Le témoignage poignant de Dilnur Reyhan, Présidente de l’Institut Ouïghour d’Europe
Dilnur Reyhan : « Les 90% de la diaspora vivent dans la peur même à l’étranger. Lorsque 10% osent parler, diffusez leurs paroles !»
Née en région Ouïghoure où elle a grandi et fait ses premières classes, Dilnur Reyhan, discriminée, détenue et battue est une rescapée.
Durant sa prime jeunesse, elle n’est pas confrontée encore à la répression chinoise. C’est seulement après la première révolte de ses concitoyens que les militaires chinois débarquent pour ne plus repartir. Une grande révolte éclate à Ghulja, principale ville. C’était en février 1997. Depuis, détentions de masse, répressions systématiques, emprisonnements et tortures constituent le quotidien des Ouïghours. Dans la foulée, l’oncle de Dilnur est arrêté. C’est un intellectuel soupçonné d’alimenter la dissidence. Un de ses cousins meurt après avoir été torturé.
Très jeune à l’âge de 14 ans, le bac en poche, Dilnur part s’inscrire à la faculté de Médecine de Shanghai. Première confrontation avec une discrimination institutionnalisée. L’Université n’accepte pas les minorités ethniques mais seulement les étudiants chinois. « C’était vers les années 2003 et 2004. Une période où la discrimination pratiquée à l’encontre des Ouïghours avaient atteint son summum».
A l’embauche, même dans sa région, les Chinois sont privilégiés. Détentrice d’un passeport français, elle décide de prendre le large, non sans difficultés. Dilnur Reyhan est installée en France depuis 2006. Aujourd’hui, elle se bat contre la politique de répression chinoise pratiquée méthodiquement contre cette minorité musulmane.

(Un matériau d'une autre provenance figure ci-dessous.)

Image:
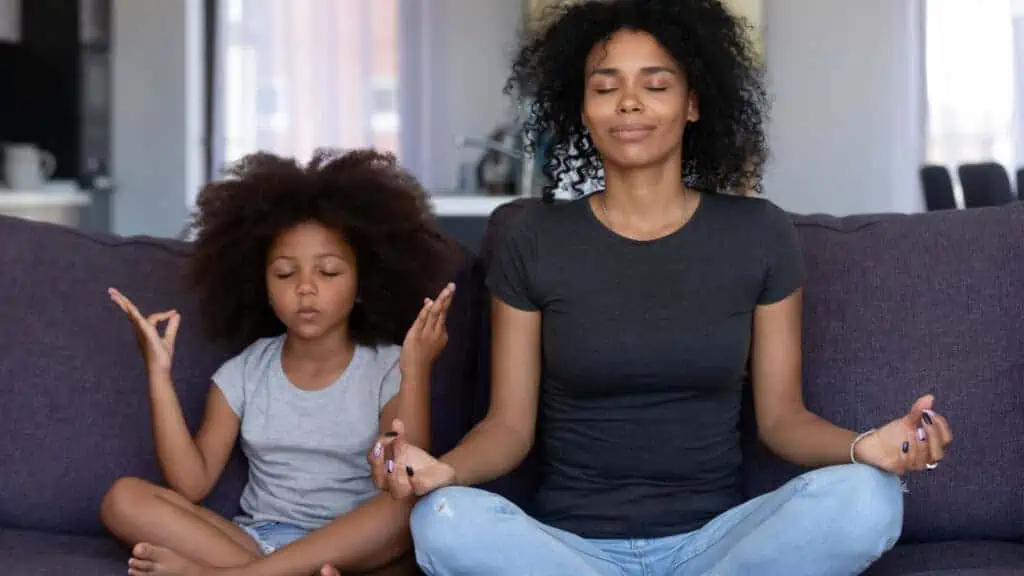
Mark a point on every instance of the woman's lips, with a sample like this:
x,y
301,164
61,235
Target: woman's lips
x,y
631,132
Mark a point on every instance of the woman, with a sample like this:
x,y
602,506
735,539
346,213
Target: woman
x,y
625,323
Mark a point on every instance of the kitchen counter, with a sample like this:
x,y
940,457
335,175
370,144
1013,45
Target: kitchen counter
x,y
57,203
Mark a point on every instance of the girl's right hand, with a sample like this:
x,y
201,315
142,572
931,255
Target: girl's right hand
x,y
403,469
158,350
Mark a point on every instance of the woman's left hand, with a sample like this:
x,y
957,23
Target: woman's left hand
x,y
914,442
428,334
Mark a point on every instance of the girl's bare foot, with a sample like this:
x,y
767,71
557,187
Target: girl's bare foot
x,y
148,560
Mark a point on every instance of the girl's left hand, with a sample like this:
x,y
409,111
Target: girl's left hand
x,y
914,442
428,334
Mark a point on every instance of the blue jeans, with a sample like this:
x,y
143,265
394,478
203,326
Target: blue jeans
x,y
834,521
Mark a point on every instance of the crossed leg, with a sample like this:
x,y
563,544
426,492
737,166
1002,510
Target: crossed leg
x,y
137,511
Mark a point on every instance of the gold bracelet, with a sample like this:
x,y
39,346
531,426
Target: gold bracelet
x,y
853,444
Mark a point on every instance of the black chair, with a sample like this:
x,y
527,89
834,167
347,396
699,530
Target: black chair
x,y
938,188
985,183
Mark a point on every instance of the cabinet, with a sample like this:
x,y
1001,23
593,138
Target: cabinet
x,y
69,45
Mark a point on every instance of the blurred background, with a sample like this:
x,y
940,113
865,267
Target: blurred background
x,y
113,113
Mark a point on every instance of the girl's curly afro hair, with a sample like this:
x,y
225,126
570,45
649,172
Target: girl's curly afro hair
x,y
724,151
380,210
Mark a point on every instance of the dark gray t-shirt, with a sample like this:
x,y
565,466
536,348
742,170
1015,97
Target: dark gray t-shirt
x,y
645,347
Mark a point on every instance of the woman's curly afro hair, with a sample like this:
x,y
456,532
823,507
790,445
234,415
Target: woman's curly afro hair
x,y
724,151
380,210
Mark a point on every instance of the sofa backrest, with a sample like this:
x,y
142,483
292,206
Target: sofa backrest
x,y
74,398
900,305
896,306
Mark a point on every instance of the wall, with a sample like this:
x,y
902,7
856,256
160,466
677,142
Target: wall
x,y
10,21
847,132
158,71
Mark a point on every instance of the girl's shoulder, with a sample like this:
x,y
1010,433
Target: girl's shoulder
x,y
257,357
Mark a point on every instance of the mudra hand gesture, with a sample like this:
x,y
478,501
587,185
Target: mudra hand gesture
x,y
402,468
914,442
158,350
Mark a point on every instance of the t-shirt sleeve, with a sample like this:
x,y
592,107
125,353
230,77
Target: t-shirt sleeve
x,y
391,381
230,379
511,275
784,272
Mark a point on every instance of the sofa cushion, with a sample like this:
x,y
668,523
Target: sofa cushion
x,y
73,386
897,306
962,558
29,552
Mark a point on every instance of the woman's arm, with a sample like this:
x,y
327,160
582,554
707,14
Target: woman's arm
x,y
501,441
784,424
190,466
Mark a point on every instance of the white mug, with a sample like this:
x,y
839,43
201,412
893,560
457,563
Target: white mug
x,y
28,167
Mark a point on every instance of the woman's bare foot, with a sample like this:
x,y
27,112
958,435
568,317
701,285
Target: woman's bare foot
x,y
156,561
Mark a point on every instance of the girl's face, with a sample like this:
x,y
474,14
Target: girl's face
x,y
311,280
636,101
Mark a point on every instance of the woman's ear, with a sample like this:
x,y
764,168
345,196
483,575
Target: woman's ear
x,y
692,107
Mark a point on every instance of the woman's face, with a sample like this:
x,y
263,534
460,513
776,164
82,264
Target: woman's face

Contrer une politique génocidaire visant à éradiquer toute une nation
Son témoignage raconte son exil mais aussi sa détresse de ne pouvoir même pas contacter les membres de sa famille, de peur de les exposer aux représailles. « Le fait de recevoir un appel de l’étranger est un motif d’interpellation ». Les Ouïghours n’ont pas le droit de contacter quelqu’un de l’étranger, sans l’autorisation des autorités. La famille qui le fait, doit présenter à la police un rapport détaillé du contenu de la communication. Pour éviter ces désagréments qui peuvent les mettre en danger, Dilnur ne contacte que très rarement ses parents et ses frères et sœurs. Sa mère lui avait demandée de ne plus les appeler : « tu sais très bien que ce n’est pas moi qui le demande. Je sais que tu comprends notre situation ». Dilnur n’a pas pu retenir ses larmes en racontant ce passage.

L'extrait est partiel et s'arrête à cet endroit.